You May Ask Yourself..............How do I partner with my client in choosing the right candidate and selecting the right assessment parameters?
1) Responsibility for selecting the tool & the outcomes. Ultimately it is the Hiring Manager’s responsibility to determine what right looks like in that department and what minimal acceptable performance is – a recruiter can not do this, nor can the internal HR department. It is the Hiring Manager, their boss, and the key stake holders who are accountable for the performance and the bottom line and it is their job to document this in the job specification, then it is the recruiters’ job to go find the right fit. If the benchmark or specs change for one, it must change for all – or you could be liable for discrimination.
2) Benchmarking Existing Performers. Between *9-11peak performers (*as rated by actual measurable results, not by how the manager ‘feels’) in a specific role are assessed and a benchmark is built. In some companies where the department is rather large they also benchmark another group, they take 9-11 below average performers and assess them and then 9-11 middle of the road performers and assess them. Once the assessments are scored and ranked in a grid like manner a validated benchmark is built. When a company needs to hire peak they use the peak benchmark, when they are hiring average (for what ever reason) then they use the average benchmark.
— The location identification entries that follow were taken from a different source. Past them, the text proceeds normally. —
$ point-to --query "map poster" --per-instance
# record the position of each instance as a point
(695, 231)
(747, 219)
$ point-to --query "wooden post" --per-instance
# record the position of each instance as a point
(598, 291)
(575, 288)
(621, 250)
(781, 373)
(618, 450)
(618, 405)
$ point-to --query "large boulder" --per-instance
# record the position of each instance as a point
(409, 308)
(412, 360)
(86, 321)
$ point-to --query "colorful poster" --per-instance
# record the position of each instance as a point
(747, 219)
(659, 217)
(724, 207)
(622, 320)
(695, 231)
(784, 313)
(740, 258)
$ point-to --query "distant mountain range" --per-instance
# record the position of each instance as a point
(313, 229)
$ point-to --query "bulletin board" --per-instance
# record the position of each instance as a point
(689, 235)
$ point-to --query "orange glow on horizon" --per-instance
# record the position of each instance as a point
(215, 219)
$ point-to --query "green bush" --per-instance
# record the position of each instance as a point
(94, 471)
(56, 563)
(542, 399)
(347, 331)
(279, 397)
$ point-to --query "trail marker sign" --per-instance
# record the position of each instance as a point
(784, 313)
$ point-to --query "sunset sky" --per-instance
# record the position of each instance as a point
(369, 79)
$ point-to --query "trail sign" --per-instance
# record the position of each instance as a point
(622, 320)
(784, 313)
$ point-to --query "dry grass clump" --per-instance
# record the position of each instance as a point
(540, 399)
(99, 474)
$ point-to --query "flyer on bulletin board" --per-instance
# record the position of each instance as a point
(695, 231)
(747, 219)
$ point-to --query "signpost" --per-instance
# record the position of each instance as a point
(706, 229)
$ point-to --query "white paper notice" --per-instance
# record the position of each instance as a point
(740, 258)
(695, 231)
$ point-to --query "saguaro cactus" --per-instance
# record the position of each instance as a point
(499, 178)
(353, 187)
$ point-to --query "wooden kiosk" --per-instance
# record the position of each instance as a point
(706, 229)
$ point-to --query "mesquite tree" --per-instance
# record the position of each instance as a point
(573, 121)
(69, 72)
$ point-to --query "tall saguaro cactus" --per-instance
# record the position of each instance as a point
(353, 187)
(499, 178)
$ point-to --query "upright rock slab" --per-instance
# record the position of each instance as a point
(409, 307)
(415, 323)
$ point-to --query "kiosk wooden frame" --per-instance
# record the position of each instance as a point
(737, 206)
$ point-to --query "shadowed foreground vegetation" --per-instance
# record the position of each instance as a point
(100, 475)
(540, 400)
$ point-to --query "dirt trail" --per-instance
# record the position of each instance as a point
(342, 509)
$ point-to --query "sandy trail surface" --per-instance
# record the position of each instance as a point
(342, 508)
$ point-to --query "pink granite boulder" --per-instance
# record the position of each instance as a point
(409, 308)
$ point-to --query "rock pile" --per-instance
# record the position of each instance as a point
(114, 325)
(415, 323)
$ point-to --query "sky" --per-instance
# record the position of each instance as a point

3) Comprehensive Position Requirements Benchmark. This initial process of building a validated hiring benchmark and is often used when a company has had bad experiences hiring, or when a firm is hiring for a newly created position, or when a company is undergoing a corporate transformation, or under new leadership. Typically, an outside facilitator, preferably you, leads this conversation. It is best when this is done with 3 key decision makers or stake holders that are directly impacted by the success or failure of this hire. Once the benchmark is created (key specific measurable accountabilities, core functions, competencies, behaviors, traits, values, etc.) and the selection criteria is ranked & prioritized in advance, each stake holder then takes a job report assessment and creates their vision of ideal candidate via an assessment. The best assessment I have seen for this ranks 23 competencies, core motivational values, work behaviors, and personal trainability/coach-ability. The convergence of these three reports creates the validated measurable benchmark which all candidates are ranked and compared against.